Esensi Pendekatan Saintifik dalam Pembelajaran
Pendekatan saintifik (scientific) disebut juga sebagai pendekatan ilmiah. Proses pembelajaran dapat dipadankan dengan suatu proses ilmiah. Karena itu Kurikulum 2013
mengamanatkan esensi pendekatan saintifik dalam pembelajaran.
Pendekatan ilmiah diyakini sebagai titian emas perkembangan dan
pengembangan sikap, keterampilan, dan pengetahuan peserta didik. Dalam
pendekatan atau proses kerja yang memenuhi kriteria ilmiah, para ilmuan
lebih mengedepankan pelararan induktif (inductive reasoning) ketimbang penalaran deduktif (deductive reasoning).

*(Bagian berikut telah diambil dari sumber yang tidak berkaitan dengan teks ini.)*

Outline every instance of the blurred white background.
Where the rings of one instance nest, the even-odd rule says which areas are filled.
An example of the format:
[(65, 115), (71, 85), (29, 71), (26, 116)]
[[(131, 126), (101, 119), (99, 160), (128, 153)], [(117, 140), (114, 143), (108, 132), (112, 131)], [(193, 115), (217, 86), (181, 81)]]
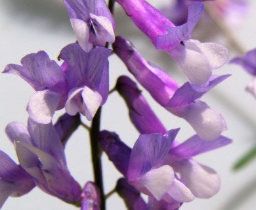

Penalaran deduktif melihat fenomena umum untuk kemudian menarik
simpulan yang spesifik. Sebaliknya, penalaran induktif memandang
fenomena atau situasi spesifik untuk kemudian menarik simpulan secara
keseluruhan. Sejatinya, penalaran induktif menempatkan bukti-bukti
spesifik ke dalam relasi idea yang lebih luas. Metode ilmiah umumnya
menempatkan fenomena unik dengan kajian spesifik dan detail untuk
kemudian merumuskan simpulan umum.
Metode
ilmiah merujuk pada teknik-teknik investigasi atas suatu atau beberapa
fenomena atau gejala, memperoleh pengetahuan baru, atau mengoreksi dan
memadukan pengetahuan sebelumnya. Untuk dapat disebut ilmiah, metode
pencarian (method of inquiry) harus berbasis pada bukti-bukti dari objek
yang dapat diobservasi, empiris, dan terukur dengan prinsip-prinsip
penalaran yang spesifik.Karena itu, metode ilmiah umumnya memuat
serangkaian aktivitas pengumpulan data melalui observasi atau ekperimen,
mengolah informasi atau data, menganalisis, kemudian memformulasi, dan
menguji hipotesis.
Pembelajaran
berbasis pendekatan ilmiah itu lebih efektif hasilnya dibandingkan
dengan pembelajaran tradidional. Hasil penelitian membuktikan bahwa pada
pembelajaran tradisional, retensi informasi dari guru sebesar 10
persensetelah 15 menit dan perolehan pemahaman kontekstual sebesar 25
persen. Pada pembelajaran berbasis pendekatan ilmiah, retensi informasi
dari guru sebesar lebih dari 90 persen setelah dua hari dan perolehan
pemahaman kontekstual sebesar 50-70 persen.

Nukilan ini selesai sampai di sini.